Otro contemporáneo de Tocqueville, Donoso Cortes, en su “Discurso sobre la situación general de Europa”, advertía igualmente del carácter revolucionario de la Rusia de los Zares y su futuro como castigo de Europa (2). Sin embargo, tanto Alexis de Tocqueville como Donoso Cortes advertían del futuro revolucionario de Europa y su proceso de nivelación general a través de un igualitarismo democrático que provendría desde sus dos extremos geográficos: desde el Atlántico y las estepas de Eurasia vendría una revolución que liquidaría para siempre a las estructuras heredadas del pasado feudal, acabando para siempre con todos los elementos anacrónicos existentes en su seno.

El maestro italiano Julius Evola, en un artículo publicado poco después de la Segunda Guerra Mundial, señaló las terribles contradicciones que sufría Europa a comienzos de la confrontación planetaria bipolar: la creación de democracias en serie que pulverizaron para siempre el Ancient Regime. Pero detrás de la erección de sistemas democráticos sobre las cenizas de la aristocracia y la monarquía, subyacía un terrible espíritu de muerte y destrucción de la civilización Occidental. Estas teorías democráticas, para ser trasplantadas en el suelo europeo, requerían una remodelación completa de las mentalidades, relaciones sociales y costumbres que habían dado forma a la Europa actual. Señalando el devastador efecto de estas teorías sobre la existencia europea, Evola escribía: “La esencia de esas teorías es esta: todos pueden convertirse en lo que quieran, dentro de los límites que marquen los medios tecnológicos disponibles. Igualmente, una persona no es lo que dicta su verdadera naturaleza, por lo que no hay diferencias reales entre las personas, solo diferencias en cualificaciones. Según esta teoría todos pueden ser como otra persona si saben cómo entrenarse a sí mismos” (3). Este principio de perfeccionamiento continuo, como Evola señaló con brillantéz, escondía un proceso “desintegración y de regresión cultural y humana”, porque “lo que en Europa existe en forma diluida es magnificado y concentrado en Estados Unidos”.

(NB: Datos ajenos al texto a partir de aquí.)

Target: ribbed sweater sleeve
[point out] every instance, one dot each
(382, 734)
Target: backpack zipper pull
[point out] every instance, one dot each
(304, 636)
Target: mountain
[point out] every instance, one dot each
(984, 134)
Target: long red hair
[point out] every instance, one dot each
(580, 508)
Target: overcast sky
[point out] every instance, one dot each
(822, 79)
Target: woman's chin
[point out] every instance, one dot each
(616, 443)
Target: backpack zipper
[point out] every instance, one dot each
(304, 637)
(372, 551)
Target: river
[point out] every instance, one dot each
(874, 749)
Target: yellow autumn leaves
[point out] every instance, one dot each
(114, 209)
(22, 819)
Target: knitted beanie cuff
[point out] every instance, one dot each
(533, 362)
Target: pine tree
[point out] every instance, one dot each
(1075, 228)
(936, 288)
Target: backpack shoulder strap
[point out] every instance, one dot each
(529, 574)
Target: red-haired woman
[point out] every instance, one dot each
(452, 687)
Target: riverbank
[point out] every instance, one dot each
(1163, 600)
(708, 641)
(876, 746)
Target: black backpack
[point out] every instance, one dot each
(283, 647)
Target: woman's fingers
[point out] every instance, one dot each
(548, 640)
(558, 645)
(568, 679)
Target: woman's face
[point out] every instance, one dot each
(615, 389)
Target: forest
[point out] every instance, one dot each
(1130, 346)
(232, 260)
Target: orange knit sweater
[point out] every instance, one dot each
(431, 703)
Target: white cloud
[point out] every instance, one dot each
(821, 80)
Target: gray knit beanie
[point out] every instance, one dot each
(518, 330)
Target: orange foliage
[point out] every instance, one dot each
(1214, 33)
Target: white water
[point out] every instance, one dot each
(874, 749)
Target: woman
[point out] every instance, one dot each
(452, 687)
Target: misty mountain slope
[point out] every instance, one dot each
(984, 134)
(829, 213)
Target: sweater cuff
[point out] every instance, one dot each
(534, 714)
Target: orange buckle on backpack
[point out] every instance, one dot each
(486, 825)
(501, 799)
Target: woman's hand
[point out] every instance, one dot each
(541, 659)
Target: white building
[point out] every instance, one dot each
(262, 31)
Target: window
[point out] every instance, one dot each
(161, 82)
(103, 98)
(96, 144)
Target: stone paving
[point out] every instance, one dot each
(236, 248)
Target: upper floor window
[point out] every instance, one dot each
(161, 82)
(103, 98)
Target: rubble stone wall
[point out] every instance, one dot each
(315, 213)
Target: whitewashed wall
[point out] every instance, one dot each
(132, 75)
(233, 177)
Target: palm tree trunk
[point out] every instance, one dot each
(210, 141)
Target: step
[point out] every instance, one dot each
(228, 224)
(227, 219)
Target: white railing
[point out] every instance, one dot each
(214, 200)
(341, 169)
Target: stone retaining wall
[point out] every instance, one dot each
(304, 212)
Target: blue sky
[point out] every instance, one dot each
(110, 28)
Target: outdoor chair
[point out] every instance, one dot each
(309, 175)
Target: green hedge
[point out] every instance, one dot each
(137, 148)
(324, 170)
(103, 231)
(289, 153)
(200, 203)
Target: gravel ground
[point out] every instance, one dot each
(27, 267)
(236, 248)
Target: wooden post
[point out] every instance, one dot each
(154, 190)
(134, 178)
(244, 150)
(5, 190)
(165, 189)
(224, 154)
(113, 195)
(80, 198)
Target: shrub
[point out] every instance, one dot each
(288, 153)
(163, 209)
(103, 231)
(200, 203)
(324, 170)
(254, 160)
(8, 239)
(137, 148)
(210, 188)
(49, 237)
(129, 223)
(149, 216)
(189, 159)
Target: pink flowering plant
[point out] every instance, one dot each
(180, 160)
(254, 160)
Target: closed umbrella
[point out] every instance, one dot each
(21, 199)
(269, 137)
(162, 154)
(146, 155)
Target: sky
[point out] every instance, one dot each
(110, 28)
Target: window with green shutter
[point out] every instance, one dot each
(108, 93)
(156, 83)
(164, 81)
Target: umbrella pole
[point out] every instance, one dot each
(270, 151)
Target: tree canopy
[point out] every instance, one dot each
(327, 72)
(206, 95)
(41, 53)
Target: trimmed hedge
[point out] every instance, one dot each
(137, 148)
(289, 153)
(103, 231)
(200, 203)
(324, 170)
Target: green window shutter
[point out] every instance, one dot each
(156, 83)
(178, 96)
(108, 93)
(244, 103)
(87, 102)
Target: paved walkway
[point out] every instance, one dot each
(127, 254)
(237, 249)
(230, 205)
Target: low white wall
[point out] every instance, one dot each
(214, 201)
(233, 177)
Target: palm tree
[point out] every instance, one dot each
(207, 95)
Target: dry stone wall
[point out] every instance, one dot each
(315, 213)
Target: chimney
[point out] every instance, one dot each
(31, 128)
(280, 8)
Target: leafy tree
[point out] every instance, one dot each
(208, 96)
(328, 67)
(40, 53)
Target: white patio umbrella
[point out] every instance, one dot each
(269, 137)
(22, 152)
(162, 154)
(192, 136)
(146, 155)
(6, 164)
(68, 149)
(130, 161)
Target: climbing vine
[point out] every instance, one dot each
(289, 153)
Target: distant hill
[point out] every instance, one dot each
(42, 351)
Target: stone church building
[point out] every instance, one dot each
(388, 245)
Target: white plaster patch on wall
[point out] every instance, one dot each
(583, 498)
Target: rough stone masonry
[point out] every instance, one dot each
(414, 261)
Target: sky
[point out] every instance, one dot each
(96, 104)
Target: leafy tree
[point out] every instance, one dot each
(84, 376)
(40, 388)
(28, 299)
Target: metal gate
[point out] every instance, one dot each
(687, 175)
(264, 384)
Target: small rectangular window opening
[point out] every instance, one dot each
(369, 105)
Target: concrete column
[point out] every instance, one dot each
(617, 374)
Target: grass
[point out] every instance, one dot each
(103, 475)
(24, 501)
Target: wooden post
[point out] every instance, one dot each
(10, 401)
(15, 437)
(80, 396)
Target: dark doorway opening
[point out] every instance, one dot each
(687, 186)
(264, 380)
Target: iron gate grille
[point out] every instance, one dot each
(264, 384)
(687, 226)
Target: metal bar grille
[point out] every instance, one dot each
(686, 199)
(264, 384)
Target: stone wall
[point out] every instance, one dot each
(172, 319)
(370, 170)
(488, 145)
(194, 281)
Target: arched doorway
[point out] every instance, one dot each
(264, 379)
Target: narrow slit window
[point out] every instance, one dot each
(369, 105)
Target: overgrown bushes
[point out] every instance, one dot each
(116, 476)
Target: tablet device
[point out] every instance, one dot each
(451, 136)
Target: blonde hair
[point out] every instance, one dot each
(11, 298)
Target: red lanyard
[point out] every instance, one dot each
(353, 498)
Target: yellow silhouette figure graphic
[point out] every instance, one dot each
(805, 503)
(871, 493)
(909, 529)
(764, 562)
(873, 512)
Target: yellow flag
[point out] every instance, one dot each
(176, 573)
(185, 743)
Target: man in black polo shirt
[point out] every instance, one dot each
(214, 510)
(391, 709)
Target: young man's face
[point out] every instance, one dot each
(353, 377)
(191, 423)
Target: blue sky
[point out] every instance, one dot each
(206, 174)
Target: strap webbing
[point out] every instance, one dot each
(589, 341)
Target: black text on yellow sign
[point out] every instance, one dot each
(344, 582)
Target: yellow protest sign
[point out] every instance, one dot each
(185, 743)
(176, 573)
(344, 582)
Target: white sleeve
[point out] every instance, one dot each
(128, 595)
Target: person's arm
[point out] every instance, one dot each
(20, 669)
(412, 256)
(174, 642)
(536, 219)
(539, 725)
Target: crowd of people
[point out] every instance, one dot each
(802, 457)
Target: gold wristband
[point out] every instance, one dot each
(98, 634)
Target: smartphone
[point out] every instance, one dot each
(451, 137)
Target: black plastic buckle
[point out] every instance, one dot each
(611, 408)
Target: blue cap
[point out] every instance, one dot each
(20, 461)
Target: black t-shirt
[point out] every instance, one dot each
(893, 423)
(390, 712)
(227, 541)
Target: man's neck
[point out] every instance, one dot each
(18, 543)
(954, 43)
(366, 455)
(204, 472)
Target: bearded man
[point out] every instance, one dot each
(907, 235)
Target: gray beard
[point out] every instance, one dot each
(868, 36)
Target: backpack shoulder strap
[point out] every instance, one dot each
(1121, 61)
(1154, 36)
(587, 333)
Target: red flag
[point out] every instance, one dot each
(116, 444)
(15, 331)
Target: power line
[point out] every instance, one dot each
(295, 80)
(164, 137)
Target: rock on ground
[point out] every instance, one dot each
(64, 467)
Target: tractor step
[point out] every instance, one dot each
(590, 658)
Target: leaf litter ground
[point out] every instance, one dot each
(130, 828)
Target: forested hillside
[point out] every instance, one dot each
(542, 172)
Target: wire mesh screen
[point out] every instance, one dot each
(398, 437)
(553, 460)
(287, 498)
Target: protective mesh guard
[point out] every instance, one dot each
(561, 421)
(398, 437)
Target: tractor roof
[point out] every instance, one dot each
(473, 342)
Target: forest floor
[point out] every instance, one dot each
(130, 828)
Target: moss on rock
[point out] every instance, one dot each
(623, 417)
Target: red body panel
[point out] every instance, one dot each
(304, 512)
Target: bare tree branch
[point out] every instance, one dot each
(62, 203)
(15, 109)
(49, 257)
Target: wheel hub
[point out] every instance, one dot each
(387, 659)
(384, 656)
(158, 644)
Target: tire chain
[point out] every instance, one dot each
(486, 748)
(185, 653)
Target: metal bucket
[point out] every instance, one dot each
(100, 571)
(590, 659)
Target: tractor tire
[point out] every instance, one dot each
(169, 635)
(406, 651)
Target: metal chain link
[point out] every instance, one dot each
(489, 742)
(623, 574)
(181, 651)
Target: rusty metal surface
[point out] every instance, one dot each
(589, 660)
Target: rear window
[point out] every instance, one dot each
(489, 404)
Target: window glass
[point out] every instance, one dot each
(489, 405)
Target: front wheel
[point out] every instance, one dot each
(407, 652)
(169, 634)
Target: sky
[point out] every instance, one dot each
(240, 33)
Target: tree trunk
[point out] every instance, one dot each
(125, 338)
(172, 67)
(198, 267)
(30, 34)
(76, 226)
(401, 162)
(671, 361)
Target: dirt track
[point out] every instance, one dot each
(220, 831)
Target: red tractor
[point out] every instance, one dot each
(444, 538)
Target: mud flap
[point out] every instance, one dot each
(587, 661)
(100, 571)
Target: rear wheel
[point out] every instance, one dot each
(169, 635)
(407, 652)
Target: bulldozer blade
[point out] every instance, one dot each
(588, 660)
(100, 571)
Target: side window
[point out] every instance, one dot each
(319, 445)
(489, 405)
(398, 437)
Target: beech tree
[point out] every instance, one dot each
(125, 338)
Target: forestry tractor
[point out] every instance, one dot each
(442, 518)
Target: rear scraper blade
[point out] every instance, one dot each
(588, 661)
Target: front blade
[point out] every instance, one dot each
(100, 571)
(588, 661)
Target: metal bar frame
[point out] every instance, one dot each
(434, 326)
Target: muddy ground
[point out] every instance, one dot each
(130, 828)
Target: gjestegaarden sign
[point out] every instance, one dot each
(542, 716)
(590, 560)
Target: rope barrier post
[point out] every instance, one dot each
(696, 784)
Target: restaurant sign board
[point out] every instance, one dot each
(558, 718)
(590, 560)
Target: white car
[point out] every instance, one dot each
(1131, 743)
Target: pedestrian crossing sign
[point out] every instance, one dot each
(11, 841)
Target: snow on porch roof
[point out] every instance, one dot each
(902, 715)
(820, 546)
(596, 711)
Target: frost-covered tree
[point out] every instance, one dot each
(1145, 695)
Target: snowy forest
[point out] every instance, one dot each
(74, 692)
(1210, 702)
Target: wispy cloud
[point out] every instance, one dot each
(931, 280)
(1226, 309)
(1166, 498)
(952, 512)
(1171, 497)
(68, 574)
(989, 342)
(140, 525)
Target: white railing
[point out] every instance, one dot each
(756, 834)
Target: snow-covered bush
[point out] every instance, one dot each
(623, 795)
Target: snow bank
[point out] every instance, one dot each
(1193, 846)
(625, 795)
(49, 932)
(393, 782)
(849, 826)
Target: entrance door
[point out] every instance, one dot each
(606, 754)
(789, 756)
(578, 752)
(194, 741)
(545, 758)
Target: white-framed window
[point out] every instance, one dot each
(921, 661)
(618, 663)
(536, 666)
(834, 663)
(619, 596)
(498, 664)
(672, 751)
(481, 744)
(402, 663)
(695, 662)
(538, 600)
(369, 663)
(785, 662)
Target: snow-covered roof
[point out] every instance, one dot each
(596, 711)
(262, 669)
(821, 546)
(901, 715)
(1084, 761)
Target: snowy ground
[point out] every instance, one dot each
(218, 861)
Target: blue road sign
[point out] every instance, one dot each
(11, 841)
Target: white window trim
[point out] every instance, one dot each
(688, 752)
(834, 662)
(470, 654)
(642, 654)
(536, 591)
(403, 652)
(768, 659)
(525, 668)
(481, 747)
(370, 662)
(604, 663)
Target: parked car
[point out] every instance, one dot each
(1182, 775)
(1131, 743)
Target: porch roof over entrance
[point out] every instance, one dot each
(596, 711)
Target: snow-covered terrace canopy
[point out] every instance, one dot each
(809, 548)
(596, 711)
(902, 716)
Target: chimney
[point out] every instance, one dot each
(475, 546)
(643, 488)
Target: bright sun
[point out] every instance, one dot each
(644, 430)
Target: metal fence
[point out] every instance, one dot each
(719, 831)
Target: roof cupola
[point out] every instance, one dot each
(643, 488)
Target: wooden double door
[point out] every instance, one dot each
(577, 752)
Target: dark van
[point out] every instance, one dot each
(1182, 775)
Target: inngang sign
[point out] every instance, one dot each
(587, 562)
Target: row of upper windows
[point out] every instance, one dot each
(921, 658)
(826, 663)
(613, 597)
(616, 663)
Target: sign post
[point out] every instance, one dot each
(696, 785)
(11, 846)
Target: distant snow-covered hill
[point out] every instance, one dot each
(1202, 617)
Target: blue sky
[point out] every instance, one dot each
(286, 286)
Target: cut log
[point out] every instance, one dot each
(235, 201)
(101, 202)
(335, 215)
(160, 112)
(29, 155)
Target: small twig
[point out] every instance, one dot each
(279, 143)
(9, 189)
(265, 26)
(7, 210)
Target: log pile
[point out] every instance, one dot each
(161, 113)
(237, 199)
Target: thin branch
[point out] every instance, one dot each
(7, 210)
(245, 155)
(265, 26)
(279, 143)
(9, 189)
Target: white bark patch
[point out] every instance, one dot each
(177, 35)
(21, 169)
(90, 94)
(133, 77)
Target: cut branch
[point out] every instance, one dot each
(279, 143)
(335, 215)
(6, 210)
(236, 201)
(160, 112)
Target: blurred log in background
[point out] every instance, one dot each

Este juicio de Evola sobre la civilización norteamericana no estaba aislado. Muchos filósofos e intelectuales europeos compartían la misma preocupación del Barón Negro sobre el futuro europeo. Autores como René Guenón o Salvador Borrego afirmaron que los mismos principios técnicos e ideológicos eran compartidos por las dos grandes potencias semitas (liberal y comunista, Occidental y Oriental). Mientras los conservadores y liberales veían con preocupación la expansión del comunismo en Europa y Asia, usándolo como espantapájaros para asustar a las masas, los antiguos seguidores del fascismo y el nazismo advertían con miedo la colonización ideológica y de las costumbres por parte de un modo de vida para el que los pueblos europeos, que habían quedado desmoralizados por las anteriores guerras mundiales, no se encontraban en la capacidad de resistir. “Desde el punto de vista metafísico”, escribía Martin Heidegger en 1953, “Rusia y América son lo mismo; en ambas encontramos la desolada furia de la desenfrenada técnica y de la excesiva organización del hombre normal” (4). Desde el otro espectro ideológico, el hegeliano Alexander Kojève, quien en su juventud fue simpatizante del estalinismo y la Unión Soviética, señalaba los increíbles paralelos entre los modelos sociales del capitalismo y el comunismo. Después de haber visitado personalmente ambos países (en 1948 y 1958) escribió: “si los Estados Unidos y la URSS me dan la impresión de que los americanos son chino-soviéticos ricos, es porque los rusos y los chinos son solo americanos que aún son pobres pero que se están haciendo ricos rápidamente. Llegué a la conclusión de que el ´American Way of Life´ era el tipo vida específico del periodo posthistórico, el presente actual de los Estados Unidos en el Mundo prefigura el ´eterno presente´ futuro de toda la humanidad. Por lo tanto, el retorno del Hombre a la animalidad ya no aparece como una posibilidad que está por venir, sino como una certeza que ya se realizó” (5).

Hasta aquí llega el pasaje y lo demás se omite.